All I knew for certain was the craft I had trained myself in, the one skill I could predict. Outlining the sea eagle’s powerful shoulders, I recalled my portraitist’s face, as I had done so often during the busy season. I drew solace from the thought that while I worked up a sketch of the sea eagle, Mr Orleigh daubed away, putting in the repairs to my portrait to appease my husband. Applying water to my stretched paper, I imagined him delivering a viscous splatter to the palette and brush he had painted to signify my industry. I conjured his brow, puckered and creased with effort. I wished him well in the fine work of feathers.

As Lear drifted to mind, I exchanged the particulars of bird illustration for the panoramic scope of landscapes. Not without envy did I regard my friend’s new medium of oil, more forgiving of the mistakes and changes of heart than water, which was mine. Lear’s paintings were layered – deceptive even – absorbing and throwing out light, capturing the moods of the sky, the tumbling ruins of Rome.

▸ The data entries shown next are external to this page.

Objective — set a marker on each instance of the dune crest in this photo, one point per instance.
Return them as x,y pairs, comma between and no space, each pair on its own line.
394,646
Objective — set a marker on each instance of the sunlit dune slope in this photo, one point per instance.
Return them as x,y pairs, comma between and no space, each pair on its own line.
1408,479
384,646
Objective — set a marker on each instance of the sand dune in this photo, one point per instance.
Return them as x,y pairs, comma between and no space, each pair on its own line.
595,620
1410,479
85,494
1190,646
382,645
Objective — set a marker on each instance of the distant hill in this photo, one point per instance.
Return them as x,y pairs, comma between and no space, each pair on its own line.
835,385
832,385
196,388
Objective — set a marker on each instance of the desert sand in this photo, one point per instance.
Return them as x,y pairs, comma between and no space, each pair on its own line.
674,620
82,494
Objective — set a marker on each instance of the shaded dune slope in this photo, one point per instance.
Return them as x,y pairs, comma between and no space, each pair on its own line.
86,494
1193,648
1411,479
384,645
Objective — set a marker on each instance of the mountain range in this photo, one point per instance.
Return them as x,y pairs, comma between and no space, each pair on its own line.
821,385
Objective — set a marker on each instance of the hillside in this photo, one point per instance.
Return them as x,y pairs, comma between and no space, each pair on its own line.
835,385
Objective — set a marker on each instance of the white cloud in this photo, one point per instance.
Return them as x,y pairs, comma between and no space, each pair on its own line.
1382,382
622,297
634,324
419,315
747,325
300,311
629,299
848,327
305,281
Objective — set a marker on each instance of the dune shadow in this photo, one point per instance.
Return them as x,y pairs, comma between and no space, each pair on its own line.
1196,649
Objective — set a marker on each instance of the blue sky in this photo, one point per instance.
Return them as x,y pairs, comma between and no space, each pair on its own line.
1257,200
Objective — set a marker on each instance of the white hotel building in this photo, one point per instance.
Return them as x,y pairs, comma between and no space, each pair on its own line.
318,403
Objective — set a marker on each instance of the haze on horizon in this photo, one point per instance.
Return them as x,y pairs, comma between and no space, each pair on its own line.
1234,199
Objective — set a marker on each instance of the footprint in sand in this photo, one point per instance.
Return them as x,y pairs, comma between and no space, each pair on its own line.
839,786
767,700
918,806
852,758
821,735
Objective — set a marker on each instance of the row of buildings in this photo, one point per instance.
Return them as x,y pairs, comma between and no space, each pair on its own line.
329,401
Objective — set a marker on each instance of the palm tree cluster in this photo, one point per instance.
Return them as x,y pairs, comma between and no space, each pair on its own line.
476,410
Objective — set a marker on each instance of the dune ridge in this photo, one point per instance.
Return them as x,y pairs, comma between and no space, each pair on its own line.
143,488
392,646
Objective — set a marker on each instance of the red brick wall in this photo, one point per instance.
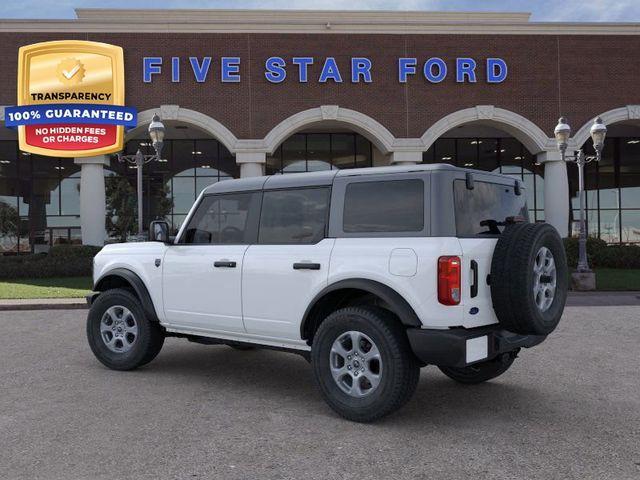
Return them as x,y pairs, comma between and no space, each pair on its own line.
578,76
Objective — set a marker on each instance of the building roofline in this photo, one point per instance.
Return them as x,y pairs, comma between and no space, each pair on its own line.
310,21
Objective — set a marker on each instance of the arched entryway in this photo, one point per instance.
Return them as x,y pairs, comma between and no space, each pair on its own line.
324,138
495,139
39,199
192,159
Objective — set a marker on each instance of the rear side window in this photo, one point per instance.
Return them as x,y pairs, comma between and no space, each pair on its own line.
224,219
385,206
484,210
296,216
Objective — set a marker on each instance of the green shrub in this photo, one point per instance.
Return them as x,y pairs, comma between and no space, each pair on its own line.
61,261
601,255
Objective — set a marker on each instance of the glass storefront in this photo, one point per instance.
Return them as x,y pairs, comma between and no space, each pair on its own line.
501,155
308,152
612,192
40,196
39,200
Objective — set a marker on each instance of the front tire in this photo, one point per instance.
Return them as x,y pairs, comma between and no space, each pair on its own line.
363,363
119,333
480,372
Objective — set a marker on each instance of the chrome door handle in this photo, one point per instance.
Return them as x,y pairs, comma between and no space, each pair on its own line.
224,264
474,287
306,266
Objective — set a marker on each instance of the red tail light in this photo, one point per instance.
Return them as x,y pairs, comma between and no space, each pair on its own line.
449,280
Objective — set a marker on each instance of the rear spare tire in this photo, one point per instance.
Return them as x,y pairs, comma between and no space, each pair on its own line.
529,278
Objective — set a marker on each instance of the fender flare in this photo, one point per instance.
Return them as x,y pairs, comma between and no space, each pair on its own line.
138,286
396,302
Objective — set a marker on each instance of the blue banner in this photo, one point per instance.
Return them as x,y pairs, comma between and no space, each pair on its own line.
70,113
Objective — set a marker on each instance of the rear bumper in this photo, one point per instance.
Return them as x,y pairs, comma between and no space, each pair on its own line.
459,347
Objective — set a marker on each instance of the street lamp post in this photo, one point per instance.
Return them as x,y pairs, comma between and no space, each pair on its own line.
562,133
156,133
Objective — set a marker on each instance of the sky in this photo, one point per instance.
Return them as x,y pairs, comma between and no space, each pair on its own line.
542,10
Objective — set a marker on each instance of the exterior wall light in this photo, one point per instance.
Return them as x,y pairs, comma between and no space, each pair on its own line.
598,133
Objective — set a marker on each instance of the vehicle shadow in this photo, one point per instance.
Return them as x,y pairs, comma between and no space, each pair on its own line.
264,376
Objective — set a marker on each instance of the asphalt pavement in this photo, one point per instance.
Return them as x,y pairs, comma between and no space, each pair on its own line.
570,408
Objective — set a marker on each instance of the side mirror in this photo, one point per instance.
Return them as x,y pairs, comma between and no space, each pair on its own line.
159,231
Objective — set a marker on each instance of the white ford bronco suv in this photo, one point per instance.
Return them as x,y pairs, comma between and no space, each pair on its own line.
370,274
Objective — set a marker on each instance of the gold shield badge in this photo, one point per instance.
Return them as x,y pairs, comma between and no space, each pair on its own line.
70,98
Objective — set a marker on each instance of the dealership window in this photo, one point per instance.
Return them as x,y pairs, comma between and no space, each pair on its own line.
387,206
612,192
294,216
171,186
308,152
500,155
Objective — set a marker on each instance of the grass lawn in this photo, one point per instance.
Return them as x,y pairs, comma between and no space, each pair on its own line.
617,279
69,287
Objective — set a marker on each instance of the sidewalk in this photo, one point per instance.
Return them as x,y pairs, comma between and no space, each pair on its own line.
603,299
575,299
43,304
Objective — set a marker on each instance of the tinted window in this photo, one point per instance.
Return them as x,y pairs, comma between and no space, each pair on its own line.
484,210
390,206
294,216
224,219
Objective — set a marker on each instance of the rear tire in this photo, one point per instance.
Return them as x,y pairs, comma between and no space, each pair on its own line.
119,333
363,363
480,372
529,279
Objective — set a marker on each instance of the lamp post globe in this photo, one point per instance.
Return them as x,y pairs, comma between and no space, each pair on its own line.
562,133
598,133
156,133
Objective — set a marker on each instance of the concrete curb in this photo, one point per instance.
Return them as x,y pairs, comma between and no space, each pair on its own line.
43,304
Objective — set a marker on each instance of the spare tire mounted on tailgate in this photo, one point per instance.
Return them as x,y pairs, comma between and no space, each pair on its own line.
529,278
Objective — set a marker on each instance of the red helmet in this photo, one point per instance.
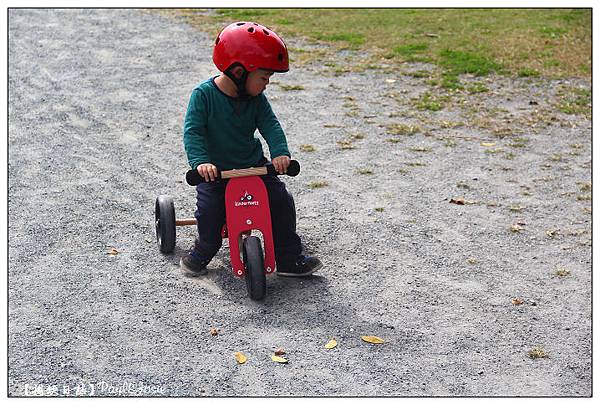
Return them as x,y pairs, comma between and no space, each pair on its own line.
252,45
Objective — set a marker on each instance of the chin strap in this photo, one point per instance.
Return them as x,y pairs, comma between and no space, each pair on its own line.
240,83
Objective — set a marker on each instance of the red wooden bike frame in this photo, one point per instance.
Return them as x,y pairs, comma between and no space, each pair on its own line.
247,209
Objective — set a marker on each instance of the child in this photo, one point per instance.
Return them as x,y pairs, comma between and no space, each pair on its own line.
222,116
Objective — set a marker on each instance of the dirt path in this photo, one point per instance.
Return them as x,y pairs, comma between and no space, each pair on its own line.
96,103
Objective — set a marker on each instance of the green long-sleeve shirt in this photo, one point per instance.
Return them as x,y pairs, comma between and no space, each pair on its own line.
219,129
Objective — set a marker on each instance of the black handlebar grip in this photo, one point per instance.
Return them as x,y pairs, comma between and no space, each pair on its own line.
193,178
293,169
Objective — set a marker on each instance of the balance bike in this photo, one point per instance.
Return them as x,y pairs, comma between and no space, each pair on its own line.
246,209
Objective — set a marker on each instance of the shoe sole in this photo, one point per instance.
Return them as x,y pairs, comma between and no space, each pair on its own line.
191,272
319,266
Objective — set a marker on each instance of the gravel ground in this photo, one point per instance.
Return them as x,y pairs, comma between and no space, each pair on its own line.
96,104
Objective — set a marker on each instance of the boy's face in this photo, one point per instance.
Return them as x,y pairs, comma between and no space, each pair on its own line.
257,81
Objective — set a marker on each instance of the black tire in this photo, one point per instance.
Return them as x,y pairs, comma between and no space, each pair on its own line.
164,216
256,282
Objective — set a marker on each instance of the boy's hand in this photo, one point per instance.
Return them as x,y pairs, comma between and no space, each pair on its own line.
208,171
281,163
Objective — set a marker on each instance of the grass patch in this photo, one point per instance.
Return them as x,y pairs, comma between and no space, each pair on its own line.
286,87
576,101
428,102
402,129
352,39
555,42
527,72
477,88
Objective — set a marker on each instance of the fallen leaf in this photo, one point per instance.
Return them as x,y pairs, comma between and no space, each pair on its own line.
278,359
562,272
537,353
372,339
516,228
239,356
331,344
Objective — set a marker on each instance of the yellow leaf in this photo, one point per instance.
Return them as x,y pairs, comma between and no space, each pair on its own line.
373,339
239,356
331,344
278,359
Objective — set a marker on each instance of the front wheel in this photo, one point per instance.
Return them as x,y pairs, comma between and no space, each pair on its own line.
164,219
256,282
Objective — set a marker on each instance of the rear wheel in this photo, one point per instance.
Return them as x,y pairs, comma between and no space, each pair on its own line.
164,216
256,282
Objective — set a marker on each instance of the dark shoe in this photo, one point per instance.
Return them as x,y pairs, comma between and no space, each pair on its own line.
193,264
302,267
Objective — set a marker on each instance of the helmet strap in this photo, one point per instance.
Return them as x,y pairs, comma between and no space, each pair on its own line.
239,82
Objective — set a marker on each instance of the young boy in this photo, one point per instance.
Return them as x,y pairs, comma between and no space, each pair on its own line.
222,117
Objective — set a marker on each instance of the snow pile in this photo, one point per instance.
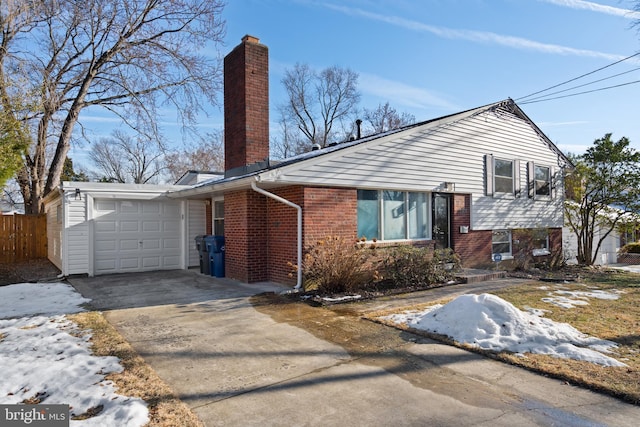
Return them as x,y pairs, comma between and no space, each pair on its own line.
49,358
492,323
47,299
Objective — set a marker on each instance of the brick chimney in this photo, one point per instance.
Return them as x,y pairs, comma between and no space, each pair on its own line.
246,104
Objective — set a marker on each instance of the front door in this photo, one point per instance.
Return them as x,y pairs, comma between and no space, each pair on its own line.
442,220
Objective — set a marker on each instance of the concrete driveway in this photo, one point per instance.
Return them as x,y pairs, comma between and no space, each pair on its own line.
241,360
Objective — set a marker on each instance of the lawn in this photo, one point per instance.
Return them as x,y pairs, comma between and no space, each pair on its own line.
585,304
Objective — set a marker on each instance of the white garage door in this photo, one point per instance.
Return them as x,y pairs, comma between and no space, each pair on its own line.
136,235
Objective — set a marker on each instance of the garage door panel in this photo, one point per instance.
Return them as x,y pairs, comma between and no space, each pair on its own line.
172,210
171,226
105,245
129,226
129,207
171,244
106,266
151,208
151,262
128,244
129,264
106,226
151,244
105,206
151,226
172,261
132,235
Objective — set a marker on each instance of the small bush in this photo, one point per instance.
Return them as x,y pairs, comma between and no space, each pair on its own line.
630,248
338,265
407,266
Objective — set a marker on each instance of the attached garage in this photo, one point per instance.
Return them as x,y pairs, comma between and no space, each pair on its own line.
119,228
136,235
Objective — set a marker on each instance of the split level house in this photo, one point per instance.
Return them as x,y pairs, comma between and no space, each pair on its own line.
485,182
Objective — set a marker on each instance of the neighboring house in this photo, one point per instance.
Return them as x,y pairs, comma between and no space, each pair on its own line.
483,182
627,231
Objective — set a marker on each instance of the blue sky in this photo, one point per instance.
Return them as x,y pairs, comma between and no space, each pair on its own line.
436,57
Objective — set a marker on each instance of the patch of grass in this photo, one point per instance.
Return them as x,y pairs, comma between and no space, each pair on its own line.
615,320
137,379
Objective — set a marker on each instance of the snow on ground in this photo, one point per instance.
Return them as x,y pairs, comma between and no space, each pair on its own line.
47,299
492,323
47,356
570,299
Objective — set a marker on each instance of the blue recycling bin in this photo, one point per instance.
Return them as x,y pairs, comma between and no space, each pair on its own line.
215,247
203,253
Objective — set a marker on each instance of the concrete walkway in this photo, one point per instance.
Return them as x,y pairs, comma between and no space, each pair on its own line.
242,361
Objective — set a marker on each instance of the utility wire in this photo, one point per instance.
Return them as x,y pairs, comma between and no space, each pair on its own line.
582,85
579,93
579,77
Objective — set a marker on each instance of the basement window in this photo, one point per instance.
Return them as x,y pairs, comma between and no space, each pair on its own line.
501,243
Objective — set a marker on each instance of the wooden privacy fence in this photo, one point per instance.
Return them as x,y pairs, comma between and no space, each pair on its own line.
22,238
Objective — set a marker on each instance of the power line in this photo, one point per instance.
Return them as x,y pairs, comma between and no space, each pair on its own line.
579,93
579,77
582,85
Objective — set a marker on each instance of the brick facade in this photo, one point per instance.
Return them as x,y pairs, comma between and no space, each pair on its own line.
245,231
261,233
246,104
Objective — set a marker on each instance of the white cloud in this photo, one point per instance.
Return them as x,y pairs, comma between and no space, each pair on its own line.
401,94
485,37
562,124
595,7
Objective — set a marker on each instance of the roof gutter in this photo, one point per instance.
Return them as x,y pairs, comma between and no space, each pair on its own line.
277,198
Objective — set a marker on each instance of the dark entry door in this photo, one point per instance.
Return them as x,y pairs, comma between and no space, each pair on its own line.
442,220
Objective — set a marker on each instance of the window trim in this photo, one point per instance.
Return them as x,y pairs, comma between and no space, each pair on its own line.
490,177
542,251
531,178
215,218
407,225
505,255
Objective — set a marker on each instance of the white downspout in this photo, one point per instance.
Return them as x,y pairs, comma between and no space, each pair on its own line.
299,209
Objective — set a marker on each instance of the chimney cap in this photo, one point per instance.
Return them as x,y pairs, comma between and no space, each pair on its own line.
250,39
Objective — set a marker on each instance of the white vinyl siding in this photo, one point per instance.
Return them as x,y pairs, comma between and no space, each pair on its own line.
76,235
55,219
425,157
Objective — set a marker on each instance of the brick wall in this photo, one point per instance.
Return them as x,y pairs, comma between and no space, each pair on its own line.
330,212
283,234
474,247
246,236
326,212
246,104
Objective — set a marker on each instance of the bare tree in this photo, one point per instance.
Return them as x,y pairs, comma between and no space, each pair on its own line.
127,56
318,103
123,158
386,118
205,155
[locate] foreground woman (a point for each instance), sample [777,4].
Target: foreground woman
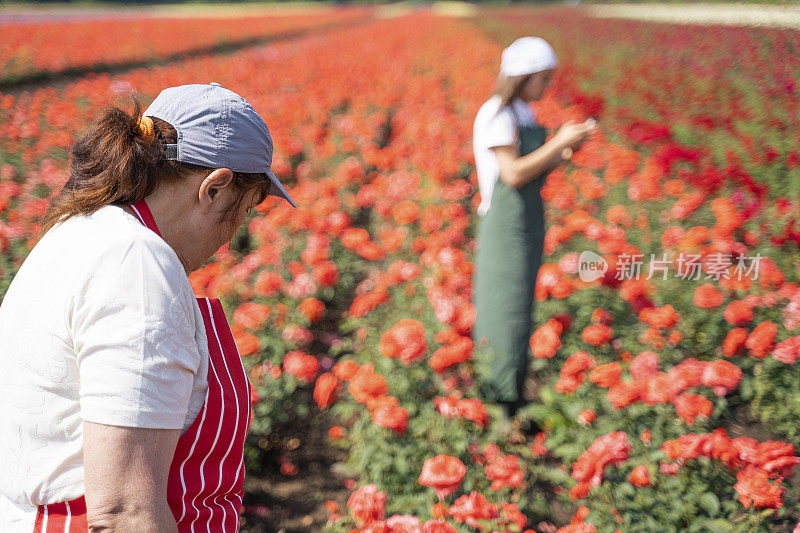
[512,160]
[125,402]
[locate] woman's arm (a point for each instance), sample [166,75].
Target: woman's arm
[125,476]
[517,171]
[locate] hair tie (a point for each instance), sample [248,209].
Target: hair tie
[148,129]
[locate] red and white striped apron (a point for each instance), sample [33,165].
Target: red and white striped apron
[204,490]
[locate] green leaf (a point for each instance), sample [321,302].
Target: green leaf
[710,503]
[720,525]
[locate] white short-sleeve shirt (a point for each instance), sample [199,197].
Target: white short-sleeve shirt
[100,324]
[495,127]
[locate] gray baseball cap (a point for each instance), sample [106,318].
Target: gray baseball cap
[216,128]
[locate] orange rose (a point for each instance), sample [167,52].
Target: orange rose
[443,474]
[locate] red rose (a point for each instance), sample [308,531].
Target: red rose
[443,474]
[597,334]
[721,376]
[640,477]
[503,471]
[707,296]
[325,390]
[438,526]
[754,488]
[606,375]
[367,384]
[301,365]
[472,508]
[395,418]
[367,504]
[404,341]
[689,405]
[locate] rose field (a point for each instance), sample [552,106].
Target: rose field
[666,387]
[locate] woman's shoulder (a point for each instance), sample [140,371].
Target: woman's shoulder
[110,236]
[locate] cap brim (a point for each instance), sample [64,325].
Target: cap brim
[278,190]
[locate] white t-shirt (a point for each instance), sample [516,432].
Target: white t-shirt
[495,128]
[100,324]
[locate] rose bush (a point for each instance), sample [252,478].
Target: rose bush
[667,401]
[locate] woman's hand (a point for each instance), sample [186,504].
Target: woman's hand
[125,478]
[573,134]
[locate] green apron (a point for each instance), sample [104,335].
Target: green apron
[510,244]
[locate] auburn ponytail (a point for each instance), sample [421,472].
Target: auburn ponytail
[118,161]
[112,163]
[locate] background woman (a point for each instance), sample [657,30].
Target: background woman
[512,160]
[125,401]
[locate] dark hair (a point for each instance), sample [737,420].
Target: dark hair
[113,164]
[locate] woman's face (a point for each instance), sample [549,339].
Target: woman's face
[534,88]
[218,225]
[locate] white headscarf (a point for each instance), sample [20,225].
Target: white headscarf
[527,55]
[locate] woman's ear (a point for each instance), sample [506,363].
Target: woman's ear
[211,185]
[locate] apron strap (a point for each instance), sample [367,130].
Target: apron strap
[144,215]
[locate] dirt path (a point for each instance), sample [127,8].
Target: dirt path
[784,16]
[37,13]
[278,503]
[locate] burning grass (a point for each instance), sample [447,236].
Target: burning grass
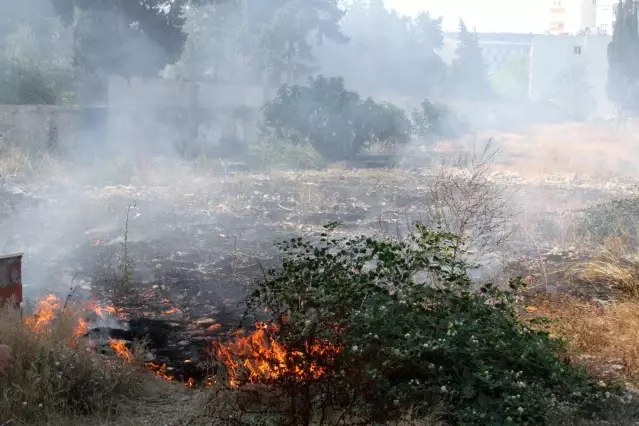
[54,372]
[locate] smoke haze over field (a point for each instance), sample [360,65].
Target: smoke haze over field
[184,138]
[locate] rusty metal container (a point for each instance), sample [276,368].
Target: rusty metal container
[11,278]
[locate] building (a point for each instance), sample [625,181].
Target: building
[606,16]
[497,48]
[554,57]
[569,17]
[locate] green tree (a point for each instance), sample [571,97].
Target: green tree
[271,42]
[130,38]
[337,122]
[623,57]
[403,58]
[468,74]
[36,55]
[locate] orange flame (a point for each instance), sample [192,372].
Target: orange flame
[45,312]
[119,347]
[262,358]
[160,370]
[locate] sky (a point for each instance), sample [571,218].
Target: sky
[521,16]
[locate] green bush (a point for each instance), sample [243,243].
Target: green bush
[413,333]
[337,122]
[272,151]
[23,83]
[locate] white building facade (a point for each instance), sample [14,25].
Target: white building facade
[570,17]
[606,16]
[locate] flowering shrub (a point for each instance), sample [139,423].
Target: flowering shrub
[415,333]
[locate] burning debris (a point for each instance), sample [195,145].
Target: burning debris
[178,350]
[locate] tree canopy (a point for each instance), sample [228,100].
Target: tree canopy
[623,57]
[468,75]
[259,40]
[127,37]
[388,52]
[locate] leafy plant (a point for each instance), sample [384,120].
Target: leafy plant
[271,151]
[394,326]
[337,122]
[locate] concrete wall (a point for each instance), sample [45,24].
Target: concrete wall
[553,56]
[141,118]
[39,129]
[160,115]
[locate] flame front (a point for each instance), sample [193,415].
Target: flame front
[119,347]
[259,357]
[46,311]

I wondered if Lear and Mr Orleigh felt as I did about their roles as artists. Ultimately, the recognition I received could not matter. For it was in the work I completed each day that I found meaning. Drawing was my central preoccupation; perfecting my designs directed the compass of my hours. Pencils, my sloped desk, a study skin, its eyes replaced by cotton wool, were all the materials I required. The plumage brushed and set in place, I flipped the specimen onto its back and sketched the feet, imagining the creature flitting about, incubating eggs, defending territory. Later, as I grew accustomed to my subject’s morphology and was ready to experiment with composition, I mused on other thoughts. My mind drifted. For a time I was so taken by the work of looking – of switching my eyes from the materiality of the bill to the intricacy of the cere – little else existed. It was a kind of marvelling, because in trying to replicate a bird’s form with my brush, I came to admire and to know it. I painted and I studied and, in this constant striving, became me.